The surprise devaluation of the renminbi by 0.5% to RMB6.5646 per dollar sparked fears of an Asian currency war, although the People's Bank of China was only following market pressure in setting the fix. New rules in place since last August are designed to ensure the bank follows the market lead rather than arbitrarily push the currency in the direction desired by the government.
While the Japanese yen, sometimes seen as a haven, rose, weighing heavily on Tokyo's export-oriented Nikkei 225 index, the currencies of commodities exporters such as Canada and Australia moved in the opposite direction. Australia, in particular, relies on Chinese demand to keep prices high, although South Africa's gold miners got a rare boost as the yellow metal also strengthened due to its role as a haven.
Randgold Resources (RGORF) was the biggest riser on London's FTSE 100, rising 1.96% at 4,413, as the price of gold lifted. But general miners Anglo American (AAUKY) and BHP Billiton (BHP) dropped 8.8% to 246.60 pence and 5.535 to 670 pence, respectively. Meanwhile falling oil prices -- dragged down by increased production even as Middle East tensions remain high -- are being taken as a sign of global economic weakness rather than as a chance to grow consumer demand.
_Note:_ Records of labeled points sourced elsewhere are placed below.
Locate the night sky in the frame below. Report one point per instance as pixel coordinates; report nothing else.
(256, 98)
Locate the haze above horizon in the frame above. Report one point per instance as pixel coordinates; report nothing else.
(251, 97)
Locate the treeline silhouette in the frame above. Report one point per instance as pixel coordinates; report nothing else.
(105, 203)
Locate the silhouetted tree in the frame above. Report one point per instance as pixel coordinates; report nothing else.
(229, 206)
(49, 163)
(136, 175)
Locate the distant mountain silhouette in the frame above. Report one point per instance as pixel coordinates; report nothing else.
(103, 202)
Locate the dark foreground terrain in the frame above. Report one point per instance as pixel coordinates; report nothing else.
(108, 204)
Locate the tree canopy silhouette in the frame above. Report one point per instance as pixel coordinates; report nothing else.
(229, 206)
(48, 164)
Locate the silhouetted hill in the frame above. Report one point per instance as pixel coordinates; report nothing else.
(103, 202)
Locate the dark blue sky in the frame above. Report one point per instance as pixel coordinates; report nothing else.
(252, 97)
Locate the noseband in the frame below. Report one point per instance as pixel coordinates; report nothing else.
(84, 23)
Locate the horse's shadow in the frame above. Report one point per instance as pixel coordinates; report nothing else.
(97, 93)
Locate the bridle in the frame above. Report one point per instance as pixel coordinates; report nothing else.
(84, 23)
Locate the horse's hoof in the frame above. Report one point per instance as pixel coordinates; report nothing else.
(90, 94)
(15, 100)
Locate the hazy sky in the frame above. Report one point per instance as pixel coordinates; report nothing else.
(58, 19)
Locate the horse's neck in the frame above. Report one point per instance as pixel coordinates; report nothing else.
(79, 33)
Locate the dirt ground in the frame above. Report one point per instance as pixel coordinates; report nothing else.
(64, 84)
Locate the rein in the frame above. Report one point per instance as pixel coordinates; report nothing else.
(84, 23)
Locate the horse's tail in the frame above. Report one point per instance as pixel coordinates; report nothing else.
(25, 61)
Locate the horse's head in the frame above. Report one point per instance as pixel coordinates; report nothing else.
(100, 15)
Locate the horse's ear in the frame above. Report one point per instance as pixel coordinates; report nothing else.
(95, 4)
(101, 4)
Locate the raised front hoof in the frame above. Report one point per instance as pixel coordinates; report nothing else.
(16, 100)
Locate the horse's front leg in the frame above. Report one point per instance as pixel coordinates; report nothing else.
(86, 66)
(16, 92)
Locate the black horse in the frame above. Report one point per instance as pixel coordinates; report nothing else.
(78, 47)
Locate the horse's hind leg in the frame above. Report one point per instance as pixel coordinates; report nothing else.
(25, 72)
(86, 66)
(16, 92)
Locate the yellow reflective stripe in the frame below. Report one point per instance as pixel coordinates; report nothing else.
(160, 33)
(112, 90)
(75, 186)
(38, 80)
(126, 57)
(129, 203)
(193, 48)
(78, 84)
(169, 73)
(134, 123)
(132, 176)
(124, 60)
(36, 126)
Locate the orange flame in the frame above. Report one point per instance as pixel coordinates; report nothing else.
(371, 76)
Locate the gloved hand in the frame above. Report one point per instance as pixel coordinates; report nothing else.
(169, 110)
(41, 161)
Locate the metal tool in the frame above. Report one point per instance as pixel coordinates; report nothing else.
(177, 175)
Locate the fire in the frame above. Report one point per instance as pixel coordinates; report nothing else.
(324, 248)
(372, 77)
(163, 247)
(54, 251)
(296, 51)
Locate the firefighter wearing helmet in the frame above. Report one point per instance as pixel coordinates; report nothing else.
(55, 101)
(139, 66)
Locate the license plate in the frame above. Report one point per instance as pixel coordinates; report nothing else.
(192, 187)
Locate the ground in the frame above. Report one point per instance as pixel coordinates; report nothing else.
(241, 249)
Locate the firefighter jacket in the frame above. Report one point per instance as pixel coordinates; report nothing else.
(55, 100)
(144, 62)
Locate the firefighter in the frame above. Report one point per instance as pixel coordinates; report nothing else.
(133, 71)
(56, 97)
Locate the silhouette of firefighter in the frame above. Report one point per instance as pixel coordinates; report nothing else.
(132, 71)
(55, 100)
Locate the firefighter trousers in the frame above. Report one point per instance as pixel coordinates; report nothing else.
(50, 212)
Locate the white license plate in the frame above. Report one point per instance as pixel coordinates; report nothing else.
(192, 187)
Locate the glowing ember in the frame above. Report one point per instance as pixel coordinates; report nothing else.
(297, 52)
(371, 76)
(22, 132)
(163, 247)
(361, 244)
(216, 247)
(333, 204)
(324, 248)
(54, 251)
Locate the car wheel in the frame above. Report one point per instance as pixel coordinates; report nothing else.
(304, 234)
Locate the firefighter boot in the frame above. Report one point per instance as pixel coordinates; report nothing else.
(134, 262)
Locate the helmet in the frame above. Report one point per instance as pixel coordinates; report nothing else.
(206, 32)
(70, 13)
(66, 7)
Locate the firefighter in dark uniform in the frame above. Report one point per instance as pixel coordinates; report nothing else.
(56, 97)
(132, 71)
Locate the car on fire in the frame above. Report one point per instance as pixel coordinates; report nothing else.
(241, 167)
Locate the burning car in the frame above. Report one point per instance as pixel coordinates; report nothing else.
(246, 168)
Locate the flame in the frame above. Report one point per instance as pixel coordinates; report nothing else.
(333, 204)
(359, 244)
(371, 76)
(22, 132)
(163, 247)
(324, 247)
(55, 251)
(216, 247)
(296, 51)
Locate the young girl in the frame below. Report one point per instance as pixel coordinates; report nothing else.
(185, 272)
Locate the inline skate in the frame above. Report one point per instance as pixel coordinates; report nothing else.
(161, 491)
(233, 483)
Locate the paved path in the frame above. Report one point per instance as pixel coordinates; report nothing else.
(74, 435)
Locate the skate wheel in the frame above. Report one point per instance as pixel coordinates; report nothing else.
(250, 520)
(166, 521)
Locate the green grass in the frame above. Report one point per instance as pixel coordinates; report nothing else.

European markets stayed in their slump even after the publication of eurozone unemployment figures showing the jobless rate across the region had fallen to 10.5% in November -- the lowest level since October 2011. In the European Union as a whole, including non-eurozone countries such as the U.K and most of the Nordic and Eastern European nations, the unemployment was down to 9.1%, the lowest level since July 2009.
In London, retailer Marks & Spencer Group (MAKSF) bucked the trend, at one point gaining as much as 1.7% to over 446 pence. The stock rose after M&S announced the earlier than expected retirement of CEO Marc Bolland, who has been under pressure to improve performance. The company announced worse-than-expected general merchandise sales in the third quarter despite better margins following Bolland's decision to hold back from heavy discounting. But it also said it had its best Christmas season ever in food.
But a different measure of the health of the retail sector might be the 11% share price drop at single-price discounter Poundland which despite selling everything at prices of £1 or 99 pence, depending on which of its two brands you shop in, said it suffered from a decline in footfall, as shoppers increasingly stay at home. Nevertheless, the FTSE 250 retailer managed a respectable 29.4% growth in total revenues to £424.9 million ($619 million), including sales at the 99p Store chain, which Poundland acquired in 2015. Poundland said it expected the acquisition to generate incremental Ebitda of at least £25 million.
In London, the FTSE 100 was down 2.83% at 5,901.35, while in Germany the DAX was off 3.28% at 9,878.73 and the CAC 40 was down 2.79% at 4,355.4.
In Asia, Tokyo's Nikkei 225 closed down 2.33% at 17,767.34, while the TOPIX finished the day off 2.03% at 1,457.94. Hong Kong's Hang Seng index was off 3.09% at 20,333.34. In China, the source of the day's woes, the CSI300 combined Shenzhen and Shanghai Index, which is the benchmark by which the market closure is decided, finished down 6.93% at 3,294.38.